API: Writing user attributes

User attributes are written via the user update endpoint.

PUT /api/users/{username}/

Example payload:

{
"attributes": {
"department": "Engineering",
"employee_id": "EMP00123"
}
}

Merge behavior: updates merge into existing attributes (keys you send overwrite; other keys stay).

x-reference lets a user attribute store a foreign key to a DataTable record.

Key points:

  • x-reference value is the DataTable physical table name (e.g. people_departments)
  • Referenced table must exist and be materialized
  • Backend validates referenced record(s) exist
  • Backend enforces strict typing based on the referenced table primary key kind (UUID vs integer)

If the referenced DataTable primary key is UUID:

Scalar:

{
"type": ["string", "null"],
"format": "uuid",
"x-reference": "people_teams"
}

Array:

{
"type": ["array", "null"],
"items": { "type": "string", "format": "uuid" },
"x-reference": "people_teams"
}

If the referenced DataTable primary key is integer:

Scalar:

{
"type": ["integer", "null"],
"x-reference": "people_departments"
}

Array:

{
"type": ["array", "null"],
"items": { "type": "integer" },
"x-reference": "people_departments"
}
About format: "uuid"

format: "uuid" is recommended for clarity and tooling, but UUID-ness is enforced by backend reference validation rather than JSON Schema format-checking.

How Import Reference relates

Import Reference creates a DataTable “reference” record in another app that points to the same physical table (no duplication). It:

  • Prevents reference chains (reference → reference)
  • Keeps schemas synced from source → references

For user attributes, this is useful because it lets multiple apps share the same canonical tables (e.g., People app tables) while your user attributes can reference them consistently via x-reference.

How attributes show up in Cerbos

Cerbos principal attributes include the user’s attributes (plus standard user fields like email, first_name, etc.).

Current behavior:

  • Scalar x-reference attributes may be auto-resolved into the referenced record object when possible.
  • Array-typed references remain raw IDs (current behavior).

End-to-end example (schema → user update → policy)

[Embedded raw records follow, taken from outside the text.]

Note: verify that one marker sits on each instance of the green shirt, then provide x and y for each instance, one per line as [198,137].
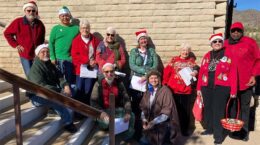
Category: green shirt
[60,41]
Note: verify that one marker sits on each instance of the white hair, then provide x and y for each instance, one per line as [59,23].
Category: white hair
[84,23]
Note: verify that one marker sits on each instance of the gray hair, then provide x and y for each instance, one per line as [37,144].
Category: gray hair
[186,46]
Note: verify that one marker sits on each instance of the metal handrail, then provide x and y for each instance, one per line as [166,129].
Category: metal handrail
[19,82]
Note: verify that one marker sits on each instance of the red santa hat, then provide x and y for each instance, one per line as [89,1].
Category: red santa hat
[30,4]
[40,47]
[215,37]
[141,33]
[237,25]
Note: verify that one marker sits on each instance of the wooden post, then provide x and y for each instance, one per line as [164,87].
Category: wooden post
[112,119]
[18,126]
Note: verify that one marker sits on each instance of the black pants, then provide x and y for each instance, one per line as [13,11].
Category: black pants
[136,99]
[244,97]
[215,100]
[183,107]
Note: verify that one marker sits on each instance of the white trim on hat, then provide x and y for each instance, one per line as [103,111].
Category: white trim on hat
[215,38]
[30,5]
[40,47]
[108,64]
[64,11]
[141,35]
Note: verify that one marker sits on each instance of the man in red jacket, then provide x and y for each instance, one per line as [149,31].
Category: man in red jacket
[247,53]
[25,34]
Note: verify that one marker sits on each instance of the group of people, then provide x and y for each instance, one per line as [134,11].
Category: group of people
[157,115]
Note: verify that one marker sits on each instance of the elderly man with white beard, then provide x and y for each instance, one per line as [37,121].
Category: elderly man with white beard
[44,73]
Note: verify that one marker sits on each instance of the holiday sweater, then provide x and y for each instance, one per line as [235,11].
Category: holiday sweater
[60,41]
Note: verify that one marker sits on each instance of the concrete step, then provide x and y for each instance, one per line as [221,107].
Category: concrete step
[66,138]
[4,86]
[29,115]
[7,99]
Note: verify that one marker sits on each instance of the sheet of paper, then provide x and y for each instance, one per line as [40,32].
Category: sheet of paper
[135,84]
[86,73]
[120,125]
[185,74]
[120,74]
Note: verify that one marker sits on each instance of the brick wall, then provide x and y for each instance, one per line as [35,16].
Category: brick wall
[169,22]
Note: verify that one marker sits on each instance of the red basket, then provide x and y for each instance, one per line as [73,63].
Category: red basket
[232,124]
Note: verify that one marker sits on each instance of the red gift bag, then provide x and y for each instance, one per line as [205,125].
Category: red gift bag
[197,109]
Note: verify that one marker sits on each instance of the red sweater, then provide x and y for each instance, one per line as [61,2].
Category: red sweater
[80,51]
[247,54]
[172,78]
[106,55]
[225,73]
[19,32]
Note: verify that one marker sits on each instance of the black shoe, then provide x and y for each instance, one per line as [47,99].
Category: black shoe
[206,132]
[217,142]
[71,128]
[246,138]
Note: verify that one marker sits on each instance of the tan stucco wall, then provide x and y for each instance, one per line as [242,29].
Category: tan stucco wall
[169,22]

  1. Define schema with a referenced department:
{
"type": "object",
"title": "UserAttributes",
"properties": {
"department_id": {
"type": ["integer", "null"],
"x-reference": "people_departments"
}
},
"required": []
}
  1. Update a user:
{
"attributes": {
"department_id": 5
}
}
  1. Cerbos policy concept (example snippet):
condition:
match:
expr: request.resource.attr.department_id == principal.attr.department_id.id

Notes:

  • If auto-resolution happens, principal.attr.department_id can become an object like { "id": 5, "name": "Engineering", ... }.
  • If resolution fails, you may see the raw scalar ID instead. Prefer writing policies that handle your chosen convention consistently.

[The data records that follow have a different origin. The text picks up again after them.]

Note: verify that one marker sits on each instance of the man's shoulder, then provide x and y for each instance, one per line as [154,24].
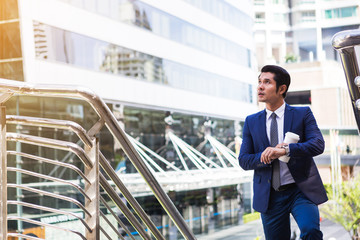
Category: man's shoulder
[256,115]
[298,108]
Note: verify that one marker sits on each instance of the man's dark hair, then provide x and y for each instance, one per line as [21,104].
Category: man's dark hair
[281,76]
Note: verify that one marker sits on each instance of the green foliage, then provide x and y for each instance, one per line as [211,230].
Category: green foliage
[344,208]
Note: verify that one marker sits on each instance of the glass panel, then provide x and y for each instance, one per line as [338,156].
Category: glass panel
[90,53]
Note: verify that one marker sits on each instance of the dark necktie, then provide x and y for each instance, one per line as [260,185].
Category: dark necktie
[273,142]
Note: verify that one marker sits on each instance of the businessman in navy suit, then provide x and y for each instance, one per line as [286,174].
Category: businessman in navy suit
[280,188]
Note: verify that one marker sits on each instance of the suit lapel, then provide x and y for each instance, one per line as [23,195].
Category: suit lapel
[288,119]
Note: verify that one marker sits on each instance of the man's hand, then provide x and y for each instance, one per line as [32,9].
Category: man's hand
[271,153]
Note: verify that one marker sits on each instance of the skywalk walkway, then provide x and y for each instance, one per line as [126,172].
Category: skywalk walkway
[253,231]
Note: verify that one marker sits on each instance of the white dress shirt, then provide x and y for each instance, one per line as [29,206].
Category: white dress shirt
[285,175]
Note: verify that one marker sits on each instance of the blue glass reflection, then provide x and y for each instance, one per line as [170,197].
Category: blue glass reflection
[82,51]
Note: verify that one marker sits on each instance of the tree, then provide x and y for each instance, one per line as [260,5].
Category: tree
[344,207]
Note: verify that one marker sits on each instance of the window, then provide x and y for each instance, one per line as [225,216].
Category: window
[298,98]
[340,12]
[308,16]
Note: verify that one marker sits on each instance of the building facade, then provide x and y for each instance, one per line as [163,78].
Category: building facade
[301,30]
[157,64]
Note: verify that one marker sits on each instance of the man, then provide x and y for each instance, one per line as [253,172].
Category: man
[283,188]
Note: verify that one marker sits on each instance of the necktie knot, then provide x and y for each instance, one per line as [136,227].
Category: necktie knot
[273,130]
[273,116]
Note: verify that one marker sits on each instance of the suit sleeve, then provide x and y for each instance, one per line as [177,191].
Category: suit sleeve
[313,143]
[248,159]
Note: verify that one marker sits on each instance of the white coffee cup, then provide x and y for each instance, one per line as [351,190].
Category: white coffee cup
[289,138]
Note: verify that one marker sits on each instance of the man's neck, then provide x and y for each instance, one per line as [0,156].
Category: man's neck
[273,106]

Querying/filtering & performance notes

  • When your schema contains any x-reference fields, the backend ensures a GIN index exists on auth_user.attributes for performance.
  • List filtering uses JSONB containment queries (e.g. attributes @> {...}) for indexed lookups.

Troubleshooting

  • Type mismatch (UUID vs integer): align the schema type with the referenced table PK kind.
  • Referenced table not found / not materialized: make sure the DataTable exists and is materialized.
  • Referenced record missing: ensure the referenced ID exists in the DataTable.